When we don’t know what else to do…

Cuylar, my oldest son had been upping the ante all morning. It was a Saturday morning and the whole family wanted to use our time that day doing something fun. We planned on taking a little outing to the mountains but things were not going as planned. Cuylar had refused to do his chores while the rest of us were busy working away at the housework that needed to be done. His two younger brothers were engaged in scooping up their clothes off the floor, Mom was folding laundry and I was vacuuming. Cuylar was not interested in doing chores and he made that very apparent.
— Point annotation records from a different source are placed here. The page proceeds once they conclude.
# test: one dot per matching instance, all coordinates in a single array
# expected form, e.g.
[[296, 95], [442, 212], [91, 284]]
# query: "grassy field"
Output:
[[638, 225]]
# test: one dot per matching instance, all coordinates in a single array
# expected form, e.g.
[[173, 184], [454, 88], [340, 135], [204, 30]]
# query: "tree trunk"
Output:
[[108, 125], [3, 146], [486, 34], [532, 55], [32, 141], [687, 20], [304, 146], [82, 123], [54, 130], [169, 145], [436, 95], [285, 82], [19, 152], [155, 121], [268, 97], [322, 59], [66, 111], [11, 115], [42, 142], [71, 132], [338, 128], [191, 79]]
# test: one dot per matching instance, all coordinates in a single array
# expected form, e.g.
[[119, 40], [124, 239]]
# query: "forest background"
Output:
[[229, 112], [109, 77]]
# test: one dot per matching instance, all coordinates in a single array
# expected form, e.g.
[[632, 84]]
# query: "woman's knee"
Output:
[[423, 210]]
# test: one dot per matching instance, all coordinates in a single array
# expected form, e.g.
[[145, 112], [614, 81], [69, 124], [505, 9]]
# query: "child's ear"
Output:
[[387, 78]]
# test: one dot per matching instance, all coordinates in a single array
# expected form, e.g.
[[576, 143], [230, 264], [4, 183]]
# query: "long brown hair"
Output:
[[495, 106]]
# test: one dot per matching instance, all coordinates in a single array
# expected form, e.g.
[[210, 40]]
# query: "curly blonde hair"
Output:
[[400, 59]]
My wife and I went to our bag of parenting tricks. We let him know that he only needed to get his chores done if he wanted to go with us when we went on our adventure. We then continued doing our own chores. That was not going to cut it. What started as, “I’m not doing my chores” grew into his attempt to frustrate and tease his little brothers by keeping them from finishing theirs. He started to throw clothes that his brothers had just folded. He tried to stand in front of them to keep them from their tasks. Each time we tried to intervene, he just seemed to ramp things up a little more. Finally, I went into his room where he was grumbling on his bed and sat down on the floor cross-legged. This is where the bewilderment happened. When I said, “I don’t know what to do,” Cuylar stopped and sat still for a minute. He then wandered over to me as I sat on the floor and said, “What do you mean Dad?”

I asked him to sit with me. He plopped down on my lap and looked at me confused. I said, “Mom and me have tried everything we know how to do to help our chores go smoothly this morning. Chores aren’t going very well, and I just don’t know what to do to change things.” He sat in silence again for another minute and gave me the solution. He said, “Well, maybe if I help Eli and Berkeley clean up the things that I threw all over and say sorry to them, we can get things done pretty quickly and we can go play later.” I was the bewildered one now. I looked at him and said, “I think that’s a great idea bud.”

He got up and completed his own chores and many of his brother’s chores. That day ended up great. The funny thing is that I don’t even remember the activity we did that afternoon. I only remember this teaching experience as clear as day. I remember the switch in my son’s countenance as I revealed to him that I didn’t know what to do. I remember how as soon as I stopped trying to force change, he took personal ownership and responsibility for his choices and behavior.

The Art and Skill of Not Knowing

When I started my masters degree, one of the first skills we were taught in regards to counseling others was the skill of “not knowing.” The first time I heard someone say that “not knowing” was a skill, I thought, “Wow, I’m pretty good at that and I’ve never even had any classes on it.”

Not knowing is the ability to suspend what we think we know in order to gain new understanding and insight to solve problems. It gives us room to create new solutions instead of being bound by the way things ought to be.

Too often we feel like we have to know. We’re the parent. We’re supposed to know what to do, but the truth is that sometimes we don’t and that’s OK. That doesn’t mean we just give up and don’t learn new ways of interacting and improving. It just means that we realize that we don’t always have the answers and that can be an advantage to the process of connecting and problem solving with our kids. It releases us from demanding things. When we feel that their behavior demands that we tell them how to act or what to think, we can instead step back and reply, “What do you think you should do? How can I help you find the best solution for you?”

So the next time your child does something you just can’t understand and you just don’t know what to do, tell them. It just may be the thing that leads to your greatest discoveries with your kids.

Question: What other unexpected things have you found have helped you in parenting?